Decision-making criteria

Compensation Fund, decision to make a grant from

Last updated: 10 February 2012

This criteria came into effect on 10 February 2012 . The previous version is available in the archive.


This criteria applies to decisions taken in respect of making grants from the Compensation Fund to claimants that have suffered loss due to the dishonesty of a person or firm regulated by us, or who have suffered loss and hardship due to the person or firm's failure to account for money they received.

Delegated authority

This is set out in delegation [d11]


The decision-maker, using their discretion, will take into account the following factors when reaching a decision and must be satisfied that:

  • The object of the fund is satisfied, namely that the fund replaces money which has already been paid to the regulated person, employee, manager or owner;
  • the applicant has suffered loss in consequence of the dishonesty of the regulated person ( or their employees , managers or owners);
  • the applicant has suffered loss and hardship in consequence of a failure to account for money which came into the hands of the regulated person (or employees, managers or owners), including failure to complete work for which payment had been made; or
  • the loss was suffered in the course of a transaction of a kind which is the usual business of the regulated person or in the case of a licensed body, in the course of performance of a regulated body.

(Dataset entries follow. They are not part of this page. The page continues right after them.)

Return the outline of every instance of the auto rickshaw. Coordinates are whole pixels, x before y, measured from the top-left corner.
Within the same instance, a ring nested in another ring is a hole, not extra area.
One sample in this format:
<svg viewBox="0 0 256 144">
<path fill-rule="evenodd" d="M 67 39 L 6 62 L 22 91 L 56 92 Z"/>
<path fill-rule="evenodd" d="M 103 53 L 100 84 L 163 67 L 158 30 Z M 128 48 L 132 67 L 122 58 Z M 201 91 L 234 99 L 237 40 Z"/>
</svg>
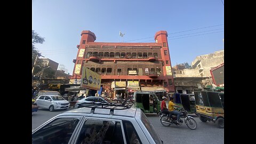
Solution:
<svg viewBox="0 0 256 144">
<path fill-rule="evenodd" d="M 188 114 L 196 114 L 196 101 L 194 94 L 175 93 L 172 96 L 175 105 L 182 107 Z"/>
<path fill-rule="evenodd" d="M 207 121 L 224 128 L 224 93 L 213 91 L 196 91 L 196 113 L 203 122 Z"/>
<path fill-rule="evenodd" d="M 133 95 L 134 106 L 145 113 L 157 113 L 160 111 L 161 103 L 155 93 L 135 92 Z"/>
</svg>

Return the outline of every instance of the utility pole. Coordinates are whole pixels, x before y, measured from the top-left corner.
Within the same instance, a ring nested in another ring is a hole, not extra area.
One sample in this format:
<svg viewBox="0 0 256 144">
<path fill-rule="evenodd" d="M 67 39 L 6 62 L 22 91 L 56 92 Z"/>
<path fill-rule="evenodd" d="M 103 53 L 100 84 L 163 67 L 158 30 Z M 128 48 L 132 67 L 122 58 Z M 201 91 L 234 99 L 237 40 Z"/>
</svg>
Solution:
<svg viewBox="0 0 256 144">
<path fill-rule="evenodd" d="M 36 62 L 37 62 L 37 58 L 38 58 L 38 55 L 39 55 L 39 57 L 44 57 L 44 56 L 41 55 L 39 53 L 37 53 L 36 54 L 36 59 L 35 59 L 35 62 L 34 62 L 34 66 L 33 66 L 33 67 L 32 68 L 32 76 L 33 76 L 33 74 L 34 74 L 34 71 L 35 70 L 35 67 L 36 67 Z"/>
</svg>

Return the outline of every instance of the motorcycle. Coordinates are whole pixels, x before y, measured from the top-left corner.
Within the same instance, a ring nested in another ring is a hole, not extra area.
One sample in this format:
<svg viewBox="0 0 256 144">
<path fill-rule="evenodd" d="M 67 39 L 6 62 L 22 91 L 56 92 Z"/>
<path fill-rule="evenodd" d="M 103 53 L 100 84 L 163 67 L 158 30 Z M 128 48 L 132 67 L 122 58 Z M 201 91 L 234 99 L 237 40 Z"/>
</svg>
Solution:
<svg viewBox="0 0 256 144">
<path fill-rule="evenodd" d="M 188 115 L 187 112 L 183 108 L 179 108 L 179 112 L 180 113 L 180 124 L 176 122 L 177 120 L 177 117 L 176 115 L 172 115 L 171 117 L 171 120 L 168 120 L 168 115 L 162 113 L 160 110 L 159 119 L 161 124 L 165 126 L 169 126 L 170 125 L 176 125 L 177 126 L 180 126 L 183 123 L 183 120 L 182 118 L 184 118 L 184 122 L 188 128 L 191 130 L 195 130 L 197 126 L 197 124 L 196 121 L 193 117 Z"/>
</svg>

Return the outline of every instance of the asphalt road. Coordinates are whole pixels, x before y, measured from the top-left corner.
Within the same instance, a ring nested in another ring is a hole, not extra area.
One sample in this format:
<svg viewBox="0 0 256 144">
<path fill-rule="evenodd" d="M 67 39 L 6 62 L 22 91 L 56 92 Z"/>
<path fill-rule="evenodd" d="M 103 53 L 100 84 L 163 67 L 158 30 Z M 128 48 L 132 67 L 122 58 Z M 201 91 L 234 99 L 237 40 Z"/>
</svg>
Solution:
<svg viewBox="0 0 256 144">
<path fill-rule="evenodd" d="M 47 109 L 39 109 L 38 111 L 33 113 L 32 129 L 35 129 L 57 115 L 73 109 L 74 108 L 70 108 L 68 110 L 52 112 Z M 158 115 L 146 115 L 164 143 L 224 143 L 224 129 L 219 129 L 216 124 L 212 122 L 202 122 L 196 115 L 189 115 L 193 117 L 197 123 L 196 130 L 189 129 L 184 123 L 180 126 L 171 125 L 165 127 L 160 123 Z"/>
</svg>

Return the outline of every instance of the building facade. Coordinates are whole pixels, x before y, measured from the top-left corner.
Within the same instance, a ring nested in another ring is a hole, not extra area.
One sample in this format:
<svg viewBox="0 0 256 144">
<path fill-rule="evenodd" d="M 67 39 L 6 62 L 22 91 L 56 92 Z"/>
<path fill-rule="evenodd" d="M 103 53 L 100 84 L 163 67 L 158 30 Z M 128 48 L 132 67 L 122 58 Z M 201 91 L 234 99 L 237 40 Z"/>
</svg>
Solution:
<svg viewBox="0 0 256 144">
<path fill-rule="evenodd" d="M 112 98 L 127 98 L 136 91 L 162 92 L 159 97 L 173 92 L 167 37 L 161 30 L 155 43 L 94 42 L 95 34 L 83 30 L 70 79 L 81 79 L 85 67 L 101 75 L 102 91 Z"/>
<path fill-rule="evenodd" d="M 202 81 L 209 78 L 201 76 L 197 69 L 186 68 L 183 63 L 174 66 L 172 69 L 176 93 L 189 94 L 203 90 Z"/>
<path fill-rule="evenodd" d="M 192 68 L 197 69 L 202 77 L 211 77 L 210 70 L 224 63 L 224 50 L 198 56 L 192 62 Z"/>
</svg>

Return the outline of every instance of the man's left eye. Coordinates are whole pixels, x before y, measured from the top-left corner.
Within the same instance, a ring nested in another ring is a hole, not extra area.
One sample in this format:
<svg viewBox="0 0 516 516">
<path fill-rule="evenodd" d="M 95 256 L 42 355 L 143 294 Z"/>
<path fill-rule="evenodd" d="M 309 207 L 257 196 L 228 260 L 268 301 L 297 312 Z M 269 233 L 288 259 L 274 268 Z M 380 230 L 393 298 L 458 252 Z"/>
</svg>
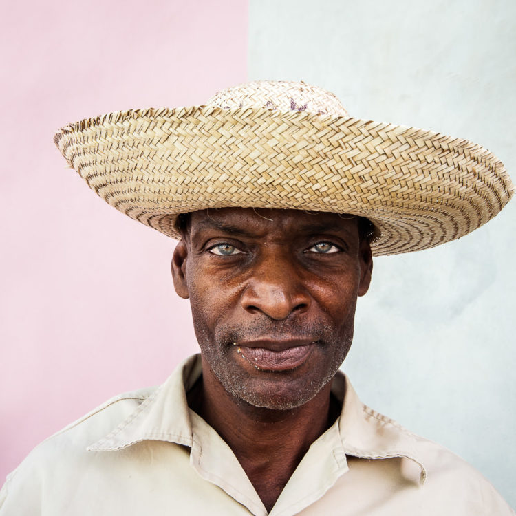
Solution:
<svg viewBox="0 0 516 516">
<path fill-rule="evenodd" d="M 308 252 L 316 252 L 319 255 L 331 255 L 340 251 L 341 248 L 331 242 L 319 242 L 307 249 Z"/>
</svg>

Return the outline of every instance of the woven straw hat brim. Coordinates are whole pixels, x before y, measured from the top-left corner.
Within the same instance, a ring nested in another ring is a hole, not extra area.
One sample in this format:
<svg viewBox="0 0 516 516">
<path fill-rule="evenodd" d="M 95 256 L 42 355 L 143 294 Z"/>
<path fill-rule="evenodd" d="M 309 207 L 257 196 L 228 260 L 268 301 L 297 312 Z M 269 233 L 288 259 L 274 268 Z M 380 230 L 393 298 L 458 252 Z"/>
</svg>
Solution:
<svg viewBox="0 0 516 516">
<path fill-rule="evenodd" d="M 514 191 L 502 163 L 468 140 L 305 111 L 117 111 L 55 142 L 98 195 L 173 238 L 180 213 L 294 208 L 367 217 L 374 255 L 407 252 L 470 233 Z"/>
</svg>

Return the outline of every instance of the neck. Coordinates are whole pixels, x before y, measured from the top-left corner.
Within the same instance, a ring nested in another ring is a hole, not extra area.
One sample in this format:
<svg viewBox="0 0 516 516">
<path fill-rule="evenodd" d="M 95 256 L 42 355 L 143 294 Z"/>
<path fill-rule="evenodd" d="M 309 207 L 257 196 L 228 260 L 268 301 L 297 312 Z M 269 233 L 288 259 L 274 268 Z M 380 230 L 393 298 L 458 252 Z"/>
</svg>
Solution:
<svg viewBox="0 0 516 516">
<path fill-rule="evenodd" d="M 202 371 L 189 405 L 231 448 L 270 511 L 310 444 L 338 416 L 338 407 L 330 405 L 331 382 L 301 407 L 272 410 L 229 394 L 204 360 Z"/>
</svg>

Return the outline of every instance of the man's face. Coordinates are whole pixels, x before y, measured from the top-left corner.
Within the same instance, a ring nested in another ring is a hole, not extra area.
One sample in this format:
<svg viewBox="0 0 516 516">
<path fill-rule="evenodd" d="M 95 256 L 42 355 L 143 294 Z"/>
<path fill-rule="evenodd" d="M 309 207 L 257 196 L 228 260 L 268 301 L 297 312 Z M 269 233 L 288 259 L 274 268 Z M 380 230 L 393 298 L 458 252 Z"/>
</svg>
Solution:
<svg viewBox="0 0 516 516">
<path fill-rule="evenodd" d="M 336 372 L 372 268 L 356 217 L 297 210 L 195 212 L 173 261 L 204 366 L 232 396 L 282 410 Z"/>
</svg>

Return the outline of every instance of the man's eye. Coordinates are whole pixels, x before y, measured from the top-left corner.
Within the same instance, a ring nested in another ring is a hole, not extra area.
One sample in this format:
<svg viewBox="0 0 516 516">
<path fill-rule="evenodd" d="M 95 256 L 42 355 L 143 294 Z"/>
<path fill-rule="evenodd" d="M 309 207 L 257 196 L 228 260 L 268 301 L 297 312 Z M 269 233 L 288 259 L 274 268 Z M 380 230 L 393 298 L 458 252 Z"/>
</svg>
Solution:
<svg viewBox="0 0 516 516">
<path fill-rule="evenodd" d="M 241 252 L 230 244 L 218 244 L 213 247 L 211 247 L 208 250 L 213 255 L 217 255 L 217 256 L 233 256 L 233 255 L 239 255 Z"/>
<path fill-rule="evenodd" d="M 316 252 L 319 255 L 331 255 L 340 251 L 341 248 L 331 242 L 319 242 L 310 249 L 307 249 L 308 252 Z"/>
</svg>

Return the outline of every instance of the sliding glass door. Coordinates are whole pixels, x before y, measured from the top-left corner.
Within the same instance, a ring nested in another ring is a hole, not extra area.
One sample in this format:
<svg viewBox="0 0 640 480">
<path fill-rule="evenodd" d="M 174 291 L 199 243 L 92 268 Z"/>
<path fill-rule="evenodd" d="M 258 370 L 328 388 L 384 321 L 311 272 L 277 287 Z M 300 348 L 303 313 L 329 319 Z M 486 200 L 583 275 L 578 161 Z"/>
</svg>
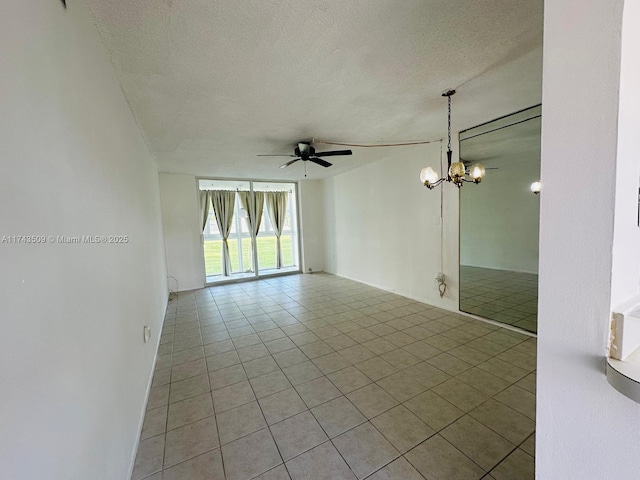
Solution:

The decision-maker will seek to make a decision in a fair and consistent manner.  


Not applicable.

Case study

The example below is illustrative and does not set any type of precedent. Each matter is considered on its own facts and merits.

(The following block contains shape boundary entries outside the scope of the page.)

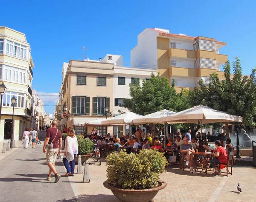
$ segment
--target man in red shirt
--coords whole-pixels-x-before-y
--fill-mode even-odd
[[[43,147],[43,151],[44,153],[46,153],[47,165],[49,168],[47,180],[48,181],[51,180],[52,173],[53,173],[55,175],[54,183],[57,182],[61,177],[61,175],[57,172],[55,169],[55,161],[57,155],[61,154],[62,147],[62,135],[61,131],[57,128],[57,125],[56,121],[52,121],[52,127],[47,130],[46,137]],[[48,142],[49,143],[49,144],[52,143],[53,147],[52,148],[47,148],[47,150],[45,147]]]
[[[221,142],[219,140],[215,141],[215,146],[216,149],[213,152],[213,155],[216,156],[215,162],[216,164],[227,163],[227,155],[225,149],[221,147]],[[210,160],[210,163],[212,167],[214,167],[214,159]],[[215,173],[215,175],[219,175],[221,173],[220,169],[219,167],[216,167]]]

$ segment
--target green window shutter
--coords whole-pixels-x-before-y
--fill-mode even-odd
[[[86,97],[86,98],[85,114],[90,114],[90,97]]]
[[[107,113],[108,114],[109,114],[110,113],[110,98],[106,98],[106,107],[108,107],[109,110],[108,110],[108,112]]]
[[[115,106],[118,106],[118,98],[115,98]]]
[[[93,97],[93,114],[97,114],[97,97]]]
[[[76,96],[72,96],[72,114],[76,114]]]

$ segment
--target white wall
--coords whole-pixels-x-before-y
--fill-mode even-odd
[[[172,81],[172,79],[175,79],[175,86],[176,87],[195,87],[194,78],[190,78],[186,77],[171,76],[171,82]]]
[[[131,51],[131,63],[157,65],[158,32],[146,29],[138,36],[138,45]]]
[[[176,66],[179,67],[186,67],[186,68],[195,69],[194,60],[189,59],[183,59],[180,58],[171,57],[171,61],[176,61]]]
[[[190,41],[185,40],[180,40],[176,38],[170,38],[170,42],[176,43],[176,48],[180,49],[186,49],[186,50],[193,50],[193,40]]]

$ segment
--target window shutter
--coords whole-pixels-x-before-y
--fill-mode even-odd
[[[76,114],[76,96],[72,96],[72,114]]]
[[[90,97],[86,97],[86,98],[85,114],[90,114]]]
[[[97,97],[93,98],[93,114],[97,114]]]
[[[110,113],[110,98],[106,98],[106,107],[108,107],[109,110],[108,110],[108,112],[107,113],[108,114],[109,114]]]
[[[115,98],[115,106],[118,106],[118,98]]]

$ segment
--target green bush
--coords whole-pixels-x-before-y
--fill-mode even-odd
[[[106,159],[109,184],[126,189],[143,189],[157,186],[161,173],[168,162],[163,153],[142,150],[139,154],[122,151],[113,152]]]
[[[92,153],[93,143],[91,140],[84,139],[83,136],[77,135],[78,146],[78,155],[85,155]]]
[[[67,133],[62,133],[62,140],[64,140],[64,141],[65,141],[65,140],[66,140],[66,138],[67,136]]]

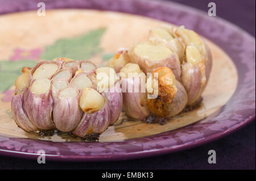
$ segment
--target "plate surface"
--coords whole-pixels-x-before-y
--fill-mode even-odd
[[[5,35],[0,40],[0,154],[34,158],[39,150],[44,150],[48,160],[77,161],[141,158],[207,143],[255,118],[254,37],[223,20],[173,3],[89,2],[82,6],[102,10],[109,2],[104,10],[143,16],[75,9],[47,11],[46,16],[38,16],[35,11],[0,16],[3,25],[0,34]],[[195,30],[212,50],[212,72],[199,108],[177,115],[164,125],[125,121],[123,114],[98,142],[81,142],[63,133],[39,137],[15,124],[10,100],[14,81],[23,66],[60,56],[104,65],[119,47],[129,48],[145,40],[151,28],[170,23]]]

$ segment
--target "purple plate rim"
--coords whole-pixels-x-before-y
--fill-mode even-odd
[[[36,5],[38,1],[31,1],[31,6],[23,7],[24,0],[22,0],[18,3],[20,5],[19,9],[3,10],[0,8],[0,14],[35,9],[36,6],[32,5]],[[238,86],[230,99],[218,112],[177,130],[113,142],[60,143],[0,136],[1,155],[36,159],[37,150],[46,149],[47,159],[51,161],[105,161],[140,158],[200,146],[231,134],[255,119],[255,38],[243,30],[220,18],[210,18],[203,11],[174,2],[92,0],[86,2],[77,1],[79,3],[75,5],[71,0],[64,2],[65,4],[57,4],[54,0],[47,2],[49,6],[47,7],[112,10],[185,24],[216,44],[231,57],[238,73]],[[145,3],[147,6],[144,6]],[[243,100],[236,99],[238,97]],[[240,104],[245,108],[241,108]],[[220,124],[222,121],[225,122]]]

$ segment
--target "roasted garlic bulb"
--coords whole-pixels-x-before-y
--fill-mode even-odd
[[[147,108],[146,113],[142,111],[140,111],[141,114],[130,113],[131,110],[138,112],[141,109],[138,106],[137,109],[134,109],[135,106],[130,103],[128,99],[123,99],[125,111],[134,118],[143,118],[151,113],[159,117],[170,117],[180,112],[186,106],[193,107],[200,103],[201,95],[209,81],[212,65],[209,47],[196,32],[184,26],[160,27],[151,30],[147,41],[135,44],[125,52],[123,57],[126,61],[122,61],[122,69],[127,66],[125,64],[131,63],[137,65],[137,72],[141,69],[141,71],[147,75],[148,73],[158,74],[156,78],[153,78],[152,75],[147,76],[147,92],[143,94],[147,96],[143,96],[143,99],[145,100],[141,104],[144,109]],[[113,58],[109,65],[117,64],[119,61],[120,60]],[[133,66],[134,69],[117,69],[117,70],[127,74],[128,70],[135,71],[135,66]],[[152,94],[152,82],[156,79],[158,81],[158,94],[154,98],[149,99],[148,95]],[[134,83],[134,81],[130,82],[130,83]],[[138,92],[123,93],[123,96],[139,94]],[[129,98],[129,100],[133,98]],[[141,102],[142,98],[135,99]]]
[[[81,137],[102,133],[117,121],[122,104],[120,85],[114,79],[103,83],[104,92],[97,90],[102,69],[112,69],[67,58],[23,68],[11,102],[15,121],[29,132],[56,129]]]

A client instructs a firm in the purchase of his home and pays the purchase price, solicitor's fees and disbursements. The purchase is completed by the firm but a few days later the SRA close the firm, taking control of files and monies.

The client through his new solicitor makes a claim on the Compensation Fund for money already paid to the firm, being the stamp duty land tax and land registry fee. . He also claims his new solicitor's fees for dealing with the extra work and making the claim. The new solicitor sends the application form to us with the paperwork to show that the firm had received all the money to complete the conveyancing transaction.

As the firm had received the money but failed to pay the stamp duty land tax and land registry fee the SRA pay this. The SRA also pay the new solicitor's fees for completing the work the first firm failed to do; this includes the cost of making the claim to us.